The Bitcoin block chain had reached 85 gigabytes last week, so it was no longer practical to run a full node client on my laptop. A full node client verifies a transaction by checking earlier transactions all the way back to when the network first issued the funds used in the current transaction. To do this, it first has to download every block of transactions in the chain. The alternative is a client that uses simplified payment verification (SPV). An SPV client assumes that a transaction is valid if enough blocks have been created later in the chain that the current transaction is unlikely to be reversed. This does not require downloading the full block chain.
A Bitcoin wallet contains the digital keys for a set of Bitcoin addresses. Funds sent to a Bitcoin address can only be spent by someone who has the key for that address. A Bitcoin client keeps track of the balance available in a wallet’s addresses and allows the user to send transactions to the Bitcoin network. Miners on the network package pending transactions into a block along with a string of text that, when hashed together with the transactions and the previous block’s hash, matches a hash generated by the network. Generating a matching hash is a computationally costly process. This makes it difficult for anyone to change a block once it has been created. The first miner to create a block posts it to the network, where full nodes verify the hash and the transactions in the block.
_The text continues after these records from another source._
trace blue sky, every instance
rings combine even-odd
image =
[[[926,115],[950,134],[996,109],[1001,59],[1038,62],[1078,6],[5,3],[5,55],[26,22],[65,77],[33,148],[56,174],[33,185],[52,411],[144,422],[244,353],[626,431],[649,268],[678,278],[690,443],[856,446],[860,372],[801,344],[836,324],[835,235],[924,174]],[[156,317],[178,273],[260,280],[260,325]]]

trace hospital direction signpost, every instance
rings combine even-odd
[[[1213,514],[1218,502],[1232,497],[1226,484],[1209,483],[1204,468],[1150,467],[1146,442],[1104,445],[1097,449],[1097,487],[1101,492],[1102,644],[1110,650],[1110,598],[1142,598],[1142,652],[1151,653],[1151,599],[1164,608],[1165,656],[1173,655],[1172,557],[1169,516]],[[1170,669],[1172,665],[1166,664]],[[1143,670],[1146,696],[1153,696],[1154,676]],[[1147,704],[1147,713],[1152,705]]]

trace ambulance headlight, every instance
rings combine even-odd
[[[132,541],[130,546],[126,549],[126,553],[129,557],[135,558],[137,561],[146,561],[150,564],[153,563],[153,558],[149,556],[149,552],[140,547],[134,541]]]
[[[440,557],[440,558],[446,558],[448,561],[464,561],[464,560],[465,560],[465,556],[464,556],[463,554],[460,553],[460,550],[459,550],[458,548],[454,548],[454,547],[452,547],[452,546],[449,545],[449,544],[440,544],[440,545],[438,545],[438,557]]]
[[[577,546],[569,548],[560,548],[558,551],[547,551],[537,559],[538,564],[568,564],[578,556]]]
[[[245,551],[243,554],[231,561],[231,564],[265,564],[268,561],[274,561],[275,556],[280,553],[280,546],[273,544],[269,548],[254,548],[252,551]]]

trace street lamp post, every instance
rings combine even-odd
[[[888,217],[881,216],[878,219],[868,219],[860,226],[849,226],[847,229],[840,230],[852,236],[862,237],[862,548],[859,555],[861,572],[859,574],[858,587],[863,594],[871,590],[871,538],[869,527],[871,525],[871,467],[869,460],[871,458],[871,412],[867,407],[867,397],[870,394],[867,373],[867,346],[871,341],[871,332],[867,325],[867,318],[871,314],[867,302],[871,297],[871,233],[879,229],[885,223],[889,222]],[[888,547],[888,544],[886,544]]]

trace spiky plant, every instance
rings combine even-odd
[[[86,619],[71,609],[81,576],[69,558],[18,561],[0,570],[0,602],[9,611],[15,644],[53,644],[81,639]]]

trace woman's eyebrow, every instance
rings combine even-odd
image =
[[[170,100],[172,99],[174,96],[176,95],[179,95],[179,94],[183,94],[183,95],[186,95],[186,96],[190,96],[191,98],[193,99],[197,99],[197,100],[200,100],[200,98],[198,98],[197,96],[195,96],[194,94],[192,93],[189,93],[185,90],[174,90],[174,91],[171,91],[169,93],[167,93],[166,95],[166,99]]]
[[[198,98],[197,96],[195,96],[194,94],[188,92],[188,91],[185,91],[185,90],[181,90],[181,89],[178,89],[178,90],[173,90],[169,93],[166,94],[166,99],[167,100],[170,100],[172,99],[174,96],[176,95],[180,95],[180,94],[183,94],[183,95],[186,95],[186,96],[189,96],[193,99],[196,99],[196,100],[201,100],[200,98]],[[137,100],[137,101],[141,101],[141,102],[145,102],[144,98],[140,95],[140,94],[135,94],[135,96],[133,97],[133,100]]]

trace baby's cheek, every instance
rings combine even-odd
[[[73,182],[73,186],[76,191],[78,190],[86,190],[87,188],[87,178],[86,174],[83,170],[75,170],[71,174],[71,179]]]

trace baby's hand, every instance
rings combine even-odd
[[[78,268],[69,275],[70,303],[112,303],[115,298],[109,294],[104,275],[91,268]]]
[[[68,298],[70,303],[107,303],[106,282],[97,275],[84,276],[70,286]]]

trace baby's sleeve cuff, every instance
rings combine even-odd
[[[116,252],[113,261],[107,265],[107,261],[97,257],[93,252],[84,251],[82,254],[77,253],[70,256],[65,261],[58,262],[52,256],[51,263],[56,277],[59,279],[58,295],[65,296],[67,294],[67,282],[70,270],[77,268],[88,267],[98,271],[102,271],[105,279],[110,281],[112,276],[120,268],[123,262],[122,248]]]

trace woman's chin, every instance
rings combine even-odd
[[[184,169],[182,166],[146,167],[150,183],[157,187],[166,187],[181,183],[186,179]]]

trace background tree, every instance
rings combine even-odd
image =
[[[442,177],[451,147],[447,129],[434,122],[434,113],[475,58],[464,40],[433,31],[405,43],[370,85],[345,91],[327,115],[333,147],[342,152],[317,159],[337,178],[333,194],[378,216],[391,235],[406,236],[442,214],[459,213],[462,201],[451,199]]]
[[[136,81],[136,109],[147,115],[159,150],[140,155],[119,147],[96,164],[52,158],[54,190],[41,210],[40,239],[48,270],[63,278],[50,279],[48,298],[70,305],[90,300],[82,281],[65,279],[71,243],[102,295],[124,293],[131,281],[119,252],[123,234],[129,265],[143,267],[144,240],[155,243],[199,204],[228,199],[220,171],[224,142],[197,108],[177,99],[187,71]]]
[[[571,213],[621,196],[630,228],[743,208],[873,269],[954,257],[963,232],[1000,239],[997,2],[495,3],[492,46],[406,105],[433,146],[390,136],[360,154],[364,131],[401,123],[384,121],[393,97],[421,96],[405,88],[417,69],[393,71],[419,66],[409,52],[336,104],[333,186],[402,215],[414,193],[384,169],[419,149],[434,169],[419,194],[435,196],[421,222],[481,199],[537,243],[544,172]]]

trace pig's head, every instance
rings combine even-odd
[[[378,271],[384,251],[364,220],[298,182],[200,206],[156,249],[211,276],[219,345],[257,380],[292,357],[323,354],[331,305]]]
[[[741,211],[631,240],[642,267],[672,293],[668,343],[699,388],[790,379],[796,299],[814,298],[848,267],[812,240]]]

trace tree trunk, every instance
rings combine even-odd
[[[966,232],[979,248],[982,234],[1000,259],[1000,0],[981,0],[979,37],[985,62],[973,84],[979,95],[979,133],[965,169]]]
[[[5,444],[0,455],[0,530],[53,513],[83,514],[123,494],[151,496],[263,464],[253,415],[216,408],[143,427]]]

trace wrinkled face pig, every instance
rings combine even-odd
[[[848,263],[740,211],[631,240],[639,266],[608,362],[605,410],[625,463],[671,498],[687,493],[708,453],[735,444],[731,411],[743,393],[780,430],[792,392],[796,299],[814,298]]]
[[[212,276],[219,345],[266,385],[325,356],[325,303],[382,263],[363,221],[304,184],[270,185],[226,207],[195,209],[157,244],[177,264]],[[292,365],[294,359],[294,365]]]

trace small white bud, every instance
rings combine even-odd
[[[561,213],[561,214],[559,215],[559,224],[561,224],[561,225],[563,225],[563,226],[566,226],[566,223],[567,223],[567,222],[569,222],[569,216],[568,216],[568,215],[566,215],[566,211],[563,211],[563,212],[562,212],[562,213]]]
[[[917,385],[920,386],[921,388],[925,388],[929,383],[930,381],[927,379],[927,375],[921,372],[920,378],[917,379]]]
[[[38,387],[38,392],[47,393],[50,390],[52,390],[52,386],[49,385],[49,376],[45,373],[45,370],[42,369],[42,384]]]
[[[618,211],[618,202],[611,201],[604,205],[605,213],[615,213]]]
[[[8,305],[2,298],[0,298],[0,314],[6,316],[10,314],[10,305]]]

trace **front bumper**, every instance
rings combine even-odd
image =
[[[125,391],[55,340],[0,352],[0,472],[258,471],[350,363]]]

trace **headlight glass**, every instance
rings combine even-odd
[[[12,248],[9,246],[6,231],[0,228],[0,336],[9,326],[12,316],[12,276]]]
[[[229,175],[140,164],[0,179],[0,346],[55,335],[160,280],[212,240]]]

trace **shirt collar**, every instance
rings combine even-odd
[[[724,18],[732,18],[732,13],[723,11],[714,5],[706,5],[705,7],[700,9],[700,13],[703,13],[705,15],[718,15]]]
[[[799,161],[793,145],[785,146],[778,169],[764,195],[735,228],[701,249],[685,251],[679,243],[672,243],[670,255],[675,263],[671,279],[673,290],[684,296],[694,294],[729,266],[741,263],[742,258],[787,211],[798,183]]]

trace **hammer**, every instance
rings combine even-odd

If the block is verified, the nodes add it to their copies of the block chain. SPV clients do not participate in block verification and must connect to a full node to determine a wallet’s available balance.
The top rated SPV client is MultiBit. The current MultiBit version is MultiBit HD. MultiBit HD does not allow users to add randomly generated keys. I had been using Bitcoin Core as my client and wanted to continue to be able to spend funds sent to addresses it had generated, just in case someone sent more funds to them. Without the keys, that would be impossible. MultiBit recommends keeping a copy of its previous version, MultiBit Classic, to be able to spend funds sent to addresses that were not created by MultiBit HD. I did not want to depend on two different clients, so I just installed MultiBit Classic.
I then had to transfer the keys from my Bitcoin Core wallet to a MultiBit Classic wallet. Most instructions I found recommended using pywallet, but it required MacPorts to install dependencies. I was not going to install a whole platform for a one-time task, so I kept looking until I found wallet-key-tool. wallet-key-tool is a stand-alone Java application that can load a wallet file, copy the keys to a second wallet, and save the second wallet in MultiBit Classic format. After moving the wallet files to the Library/Application Support/MultiBit directory, I was able to use the keys in MultiBit Classic.